Stoops paused as he recalled one late-night film session.

"I caught him nodding off," Stoops said with a smile. "I say that kiddingly because that only happened once, but I had to throw that out there. We teased him one time we caught him, but that tells you his commitment. He was doing all he could to stay involved."

Joe Sr. quickly defended his son on the incident and said, "Hey, he had two big tests that day. Yeah, I heard about that one."

Joe Jr. pleaded guilty. "Oh, yeah. I remember that," he said. "After practice, you shower and you go into a room for film. The lights go out and it gets a little tiring — a mental kind of tiring, not physical."

Joe Castiglione Jr. goes through drills during spring practice. Photo Gallery

In high school, Joe Jr. was listed at 6-foot, 195 pounds. On OU's initial 2017 spring roster, he is listed as a 5-foot-10, 179-pound redshirt sophomore. An update: Joe Jr. said he stands 5-foot-10½, weighs 188 pounds and eventually hopes to hold steady at around 205 pounds.

Stoops allowed Joe Jr. to pick his position. Rather than choosing to be a kicker, punter, wideout or defensive back in accordance to his size, he chose fullback.

Until that extra weight comes and in an effort to better preserve an undersized Joe Jr., coaches moved him to tailback for the team's first spring practice, during which Joe Jr. dashed up the middle untouched in his lone rushing attempt.

Having not played the last two seasons, Joe Jr. has returned to a regimented workout under the watchful eye of taskmaster Jerry Schmidt, the team's director of sports enhancement. "More than anything, I just want to get acclimated to playing football again," Joe Jr. said.

In high school, Joe Jr. ran the 40-yard dash in 4.8 seconds and said he is confident he someday will be able to get that number down to 4.75, which is a solid clocking for a fullback. Joe Jr. said he can bench press 235 pounds four times and squat 365 pounds. "They're not terrible numbers," he said.

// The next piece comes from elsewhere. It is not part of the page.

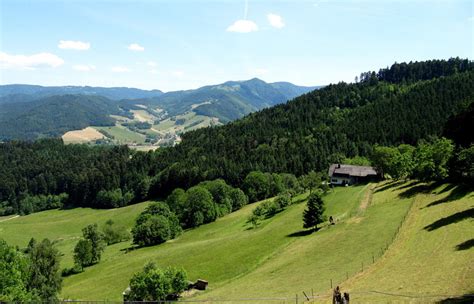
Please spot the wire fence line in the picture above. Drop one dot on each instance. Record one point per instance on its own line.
(298, 298)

Suffice to say, he doesn't figure to challenge 6-foot-2, 245-pound senior Dimitri Flowers for the starting fullback spot. "Uh...no. Not quite," Joe Jr. said, forcing a chuckle. "Not from a 5-foot-10 guy walking off the street."

Perhaps Joe Jr.'s teammates might kiddingly nickname him "Rudy" after Notre Dame walk-on Daniel Ruettiger, who was portrayed in the 1993 movie of the same name.

Joe Jr. strives for more playing time than Rudy, however. "I would really like to get on a special team, sooner or later," Joe Jr. said. "Kickoff, kickoff return, punt coverage, punt return...I'm honestly open to anything. Just something to get me on the field."

When Joe Jr. once again retires as a football player and earns his degree in sports management, he will then weigh his career options.

"Athletics administration definitely is still in play," Joe Jr. said. "It'll definitely be something in college athletics. When I did defense as a student (manager), I really started thinking about becoming a graduate assistant after my time in college and go into college coaching. I'm really keeping an open mind."